The forecast section will remain below the paywall, but the 23 pages above the paywall include a highly-granular analysis of the US oil market. We have provided screenshots of pages from the free section below, as well as a couple of forecast ones. A pdf of these pages may be more convenient and is available below:
Key Observations
Although US jet fuel demand continues to show gains, the pace is slowing steadily from its strong post-pandemic recovery and last year’s 2.5% jump.

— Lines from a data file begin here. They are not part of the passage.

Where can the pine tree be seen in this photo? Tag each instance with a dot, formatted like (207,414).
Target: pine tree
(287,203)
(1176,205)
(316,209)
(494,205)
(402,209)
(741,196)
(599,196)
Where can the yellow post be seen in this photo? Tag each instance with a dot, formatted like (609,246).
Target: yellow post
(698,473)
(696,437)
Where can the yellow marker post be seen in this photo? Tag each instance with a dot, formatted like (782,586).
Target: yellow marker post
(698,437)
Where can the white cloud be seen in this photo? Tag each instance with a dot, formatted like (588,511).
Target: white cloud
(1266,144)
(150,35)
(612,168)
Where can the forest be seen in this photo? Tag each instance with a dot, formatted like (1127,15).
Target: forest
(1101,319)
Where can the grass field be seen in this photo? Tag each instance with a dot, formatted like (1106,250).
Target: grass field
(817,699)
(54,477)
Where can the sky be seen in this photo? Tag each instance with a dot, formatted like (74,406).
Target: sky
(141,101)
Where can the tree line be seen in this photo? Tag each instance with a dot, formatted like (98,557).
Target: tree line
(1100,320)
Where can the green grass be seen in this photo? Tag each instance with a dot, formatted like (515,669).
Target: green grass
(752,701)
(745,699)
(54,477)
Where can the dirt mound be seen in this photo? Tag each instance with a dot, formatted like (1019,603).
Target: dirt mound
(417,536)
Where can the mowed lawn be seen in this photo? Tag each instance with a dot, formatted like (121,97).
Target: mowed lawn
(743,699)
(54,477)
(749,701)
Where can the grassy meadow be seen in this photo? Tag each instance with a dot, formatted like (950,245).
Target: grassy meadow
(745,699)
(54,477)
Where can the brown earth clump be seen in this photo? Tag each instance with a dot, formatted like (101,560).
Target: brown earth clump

US trade policy remains erratic, but in April, PADD5 total gasoil demand jumped by 56 kbpd yoy, or by 10.6%, as importers jumped ahead of punitive tariffs.
US crude exports continue to slip, with April seeing a 207 kbpd, or 5.3%, yoy drop. This is occurring, despite a 229 kbpd yoy jump in crude production, due to higher crude runs and lower imports.
After heavy maintenance in 1q25, refinery utilisations came roaring back to life in April, hitting 93.0% nationally, 220 bp higher yoy
Although US crude inventories rose by 3.4 million barrels in April, they remain 28.8 MB lower yoy. Days of stocks are 0.3 days lower yoy but remain above 26 days.
Days of US mid-distillate stocks continue to decline, slipping by 0.8 days in April, to 28.8 days, as inventories fell by 6.3 MB during the month.